DifferentiationInterfaceForwardDiffExt.ForwardDiffGradientPrep{Tuple{typeof(Main.f), AutoForwardDiff{nothing, Nothing}, Vector{Float64}, Tuple{}}, ForwardDiff.GradientConfig{ForwardDiff.Tag{typeof(Main.f), Float64}, Float64, 5, Vector{ForwardDiff.Dual{ForwardDiff.Tag{typeof(Main.f), Float64}, Float64, 5}}}, Tuple{}}(Val{Tuple{typeof(Main.f), AutoForwardDiff{nothing, Nothing}, Vector{Float64}, Tuple{}}}(), ForwardDiff.GradientConfig{ForwardDiff.Tag{typeof(Main.f), Float64}, Float64, 5, Vector{ForwardDiff.Dual{ForwardDiff.Tag{typeof(Main.f), Float64}, Float64, 5}}}((Partials(1.0, 0.0, 0.0, 0.0, 0.0), Partials(0.0, 1.0, 0.0, 0.0, 0.0), Partials(0.0, 0.0, 1.0, 0.0, 0.0), Partials(0.0, 0.0, 0.0, 1.0, 0.0), Partials(0.0, 0.0, 0.0, 0.0, 1.0)), ForwardDiff.Dual{ForwardDiff.Tag{typeof(Main.f), Float64}, Float64, 5}[Dual{ForwardDiff.Tag{typeof(Main.f), Float64}}(0.0,0.0,1.0,0.0,0.0,0.0), Dual{ForwardDiff.Tag{typeof(Main.f), Float64}}(0.0,0.0,1.0,0.0,0.0,0.0), Dual{ForwardDiff.Tag{typeof(Main.f), Float64}}(0.0,0.0,1.0,6.9185164429668e-310,0.0,6.91852028170983e-310), Dual{ForwardDiff.Tag{typeof(Main.f), Float64}}(1.0,0.0,0.0,0.0,0.0,0.0), Dual{ForwardDiff.Tag{typeof(Main.f), Float64}}(1.0,0.0,0.0,0.0,0.0,0.0)]), ())

You don't need to know what this object is, you just need to pass it to the gradient operator. Note that preparation does not depend on the actual components of the vector x, just on its type and size.

You can then reuse the prep for different values of the input.

grad = similar(x)
gradient!(f, grad, prep, backend, x)
grad  # has been mutated

5-element Vector{Float64}:
  2.0
  4.0
  6.0
  8.0
 10.0

Warning

Reusing the prep object on inputs of a different type will throw an error. Reusing the prep object on inputs of a different size may either work, fail silently or fail loudly, possibly even crash your REPL. Do not try it.

Preparation makes the gradient computation much faster, and (in this case) allocation-free.

@benchmark gradient!($f, $grad, $prep, $backend, $x)

BenchmarkTools.Trial: 10000 samples with 995 evaluations per sample.
 Range (min … max):  29.895 ns … 59.880 ns  ┊ GC (min … max): 0.00% … 0.00%
 Time  (median):     30.570 ns              ┊ GC (median):    0.00%
 Time  (mean ± σ):   30.842 ns ±  1.475 ns  ┊ GC (mean ± σ):  0.00% ± 0.00%

    ▁▅██▆▂                                                ▁▁▁ ▂
  ▃▅██████▇███▆▅▁▃▁▄▅▄▆▆▄▁▃▃▃▄▁▃▃▁▃▁▃▁▃▁▁▁▁▁▁▁▁▁▁▁▁▁▁▁▁▃▅▇███ █
  29.9 ns      Histogram: log(frequency) by time      37.7 ns <

 Memory estimate: 0 bytes, allocs estimate: 0.

Beware that the prep object is nearly always mutated by differentiation operators, even though it is given as the last positional argument.

Switching backends

The whole point of DifferentiationInterface.jl is that you can easily experiment with different AD solutions.
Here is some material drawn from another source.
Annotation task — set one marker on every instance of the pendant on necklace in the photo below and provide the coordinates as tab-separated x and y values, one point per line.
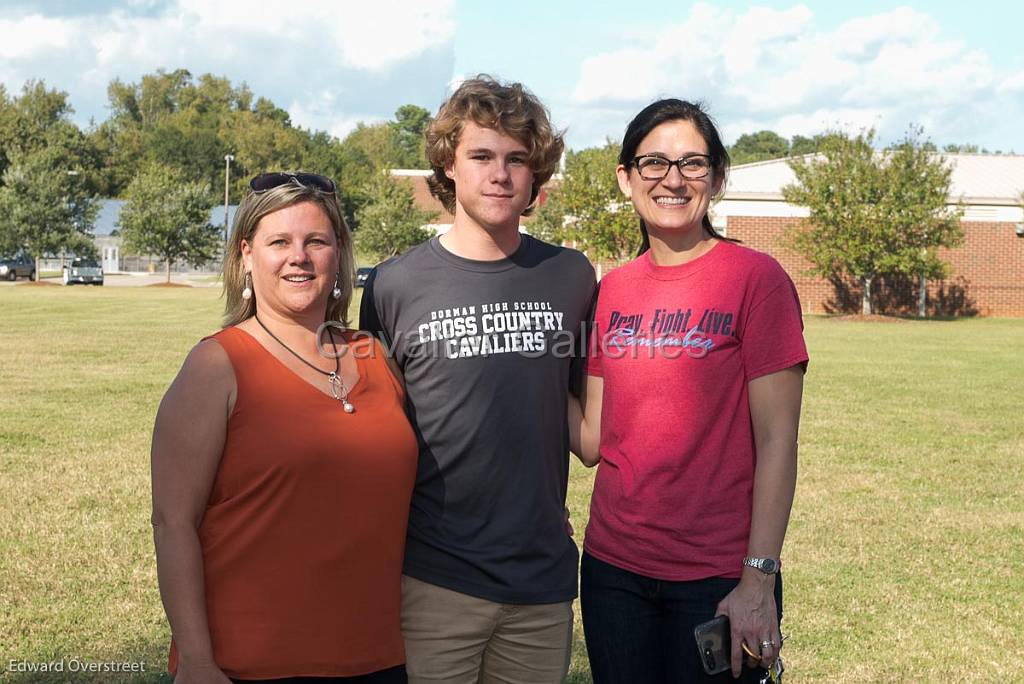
340	392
Typically, for gradients, reverse mode AD might be a better fit, so let's try Zygote.jl!

using Zygote: Zygote

backend2 = AutoZygote()

AutoZygote()

Once the backend is created, things run smoothly with exactly the same syntax as before:

gradient(f, backend2, x)

5-element Vector{Float64}:
  2.0
  4.0
  6.0
  8.0
 10.0

And you can run the same benchmarks to see what you gained (although such a small input may not be realistic):

prep2 = prepare_gradient(f, backend2, randn!(similar(x)))
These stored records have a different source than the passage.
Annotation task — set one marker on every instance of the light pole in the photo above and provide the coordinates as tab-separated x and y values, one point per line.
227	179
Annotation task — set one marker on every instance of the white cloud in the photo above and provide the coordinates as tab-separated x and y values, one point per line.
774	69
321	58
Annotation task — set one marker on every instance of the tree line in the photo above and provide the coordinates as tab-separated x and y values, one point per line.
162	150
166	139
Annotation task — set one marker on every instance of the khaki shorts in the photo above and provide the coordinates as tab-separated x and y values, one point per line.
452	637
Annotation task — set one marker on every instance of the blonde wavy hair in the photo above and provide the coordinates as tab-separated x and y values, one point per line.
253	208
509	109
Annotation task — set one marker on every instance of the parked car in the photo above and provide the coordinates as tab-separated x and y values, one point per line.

@benchmark gradient!($f, $grad, $prep2, $backend2, $x)

BenchmarkTools.Trial: 10000 samples with 996 evaluations per sample.
 Range (min … max):  26.163 ns …  33.973 μs  ┊ GC (min … max):  0.00% … 99.73%
 Time  (median):     50.405 ns               ┊ GC (median):     0.00%
 Time  (mean ± σ):   54.110 ns ± 561.166 ns  ┊ GC (mean ± σ):  17.90% ±  1.73%

   █▅                                                           
  ▄██▃▂▁▁▁▁▁▁▁▁▁▁▁▁▁▁▁▁▁▁▁▁▁▁▁▁▂▅▅█▅▅▅█▅▂▁▁▁▁▂▂▂▂▃▃▄▃▂▁▁▁▁▁▁▁▁ ▂
  26.2 ns         Histogram: frequency by time         71.6 ns <

 Memory estimate: 96 bytes, allocs estimate: 2.
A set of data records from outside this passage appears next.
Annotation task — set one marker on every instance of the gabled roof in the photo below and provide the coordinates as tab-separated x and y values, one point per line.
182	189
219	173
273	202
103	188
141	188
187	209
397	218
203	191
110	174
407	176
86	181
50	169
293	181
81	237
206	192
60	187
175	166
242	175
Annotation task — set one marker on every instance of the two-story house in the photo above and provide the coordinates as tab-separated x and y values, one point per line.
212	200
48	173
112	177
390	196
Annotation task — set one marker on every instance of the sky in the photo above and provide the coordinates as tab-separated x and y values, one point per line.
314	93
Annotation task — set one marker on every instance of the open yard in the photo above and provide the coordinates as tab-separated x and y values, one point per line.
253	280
In short, DifferentiationInterface.jl allows for easy testing and comparison of AD backends. If you want to go further, check out the documentation of DifferentiationInterfaceTest.jl. This related package provides benchmarking utilities to compare backends and help you select the one that is best suited for your problem.